OK, I can surely give you some ideas but as formal languages and the whole theory behind them are a big topic of computer science it will be hard to explain everything here in the forum
First
you should think about the language you want to parse and define a syntax and grammar specifying this language. This requires some knowledge and planning but I think the naive approach without exactly defining the language doesn't scale really well. For any non-trivial language this will end up in a mess, in particular if you want to extend or change your language. Another problem is the "Chomsky type" of a language. This has an important impact on the difficulty of a program to parse such language data. Regarding this difficulty level XML languages are not the best starting point because they are a subset of context-free languages. Regular languages which can be defined with regular expressions are the easier ones.
To avoid problems in general you should separate the process of lexical analysis and semantic analysis (you can easily find all these buzz words with Google

). The lexical or syntax analysis is done by a so-called "lexer" or "scanner", the semantic analysis is the work of the actual parser.
A scanner is a kind of pre-processor for the parser. A scanner can be implemented as a finite state machine. It takes an input stream and just splits it up into "tokens". For example in XML token means special characters like <, > or ", identifiers for element and attribute names etc. In particular the scanner doesn't care about if the input makes sense as long as it contains allowed tokens, i.e. invalid and not well-formed XML is nevertheless valid input for the scanner.
The parser takes the stream of (allowed) tokens from the scanner as its input. So you don't have to take care anymore about syntax errors (like illegal characters, typos and so on) in this step of processing which is why I said you should split up these two steps. I think the easiest implementation to create a parser manually is a recursive descent parser. The job of the parser is to make sense out of the tokens. For the XML example this means that the parser recognizes if the elements are well-formed, i.e. balanced, and reports errors as necessary. During the parsing process you will usally want to create some kind of tree data structure in memory which is named "abstract syntax tree" or in short "AST".
By traversing this AST (like any tree data structure) you can now decide what you actually want "to do" with your parsed language content. This could mean anything from creating a graphic visualization to transforming Java source files into bytecode or directly interpreting the AST of a scripting language source file.

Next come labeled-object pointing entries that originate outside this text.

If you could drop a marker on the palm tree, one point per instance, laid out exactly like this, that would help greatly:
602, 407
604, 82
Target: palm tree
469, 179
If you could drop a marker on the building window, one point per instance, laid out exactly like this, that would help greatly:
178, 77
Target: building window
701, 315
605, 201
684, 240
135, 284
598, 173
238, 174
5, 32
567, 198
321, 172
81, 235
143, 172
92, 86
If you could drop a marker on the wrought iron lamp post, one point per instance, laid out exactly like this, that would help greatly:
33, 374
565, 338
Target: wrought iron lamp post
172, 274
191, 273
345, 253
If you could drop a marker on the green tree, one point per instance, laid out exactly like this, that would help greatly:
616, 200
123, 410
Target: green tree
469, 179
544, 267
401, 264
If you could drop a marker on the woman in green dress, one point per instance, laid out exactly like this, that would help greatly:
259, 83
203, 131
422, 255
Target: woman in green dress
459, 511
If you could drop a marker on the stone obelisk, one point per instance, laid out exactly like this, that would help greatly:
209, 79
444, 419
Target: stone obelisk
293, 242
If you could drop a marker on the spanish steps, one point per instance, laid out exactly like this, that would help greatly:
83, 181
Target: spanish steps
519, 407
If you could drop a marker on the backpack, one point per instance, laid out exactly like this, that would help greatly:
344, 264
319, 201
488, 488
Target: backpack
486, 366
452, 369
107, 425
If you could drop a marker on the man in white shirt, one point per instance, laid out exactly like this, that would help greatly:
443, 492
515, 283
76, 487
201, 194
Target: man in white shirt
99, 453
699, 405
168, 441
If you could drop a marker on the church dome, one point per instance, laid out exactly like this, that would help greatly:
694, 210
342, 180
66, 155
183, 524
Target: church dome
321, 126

I know this is not the answer you liked to hear but without knowing how much background knowledge you already have, I couldn't come up with a better answer. For any non-trivial example the problem is complex and so will be the solution. Sorry :-) Some may argue that the "naive" approach with simple
pattern matching in strings etc. will work, too, but I suspect this doesn't work any longer as soons as the content/language to parse gets even slightly more complex and requires systematic parsing. To make a long story short, in my opinion if you don't have the required knowledge already you could read up on all the things in this post which you don't know. Otherwise I seriously doubt that you will be able to create a XML parser which works correctly by hand. Of course feel free to ask any question but the topic is really, really to big to explain every detail here. The lengthy text above touches only the surface
Marco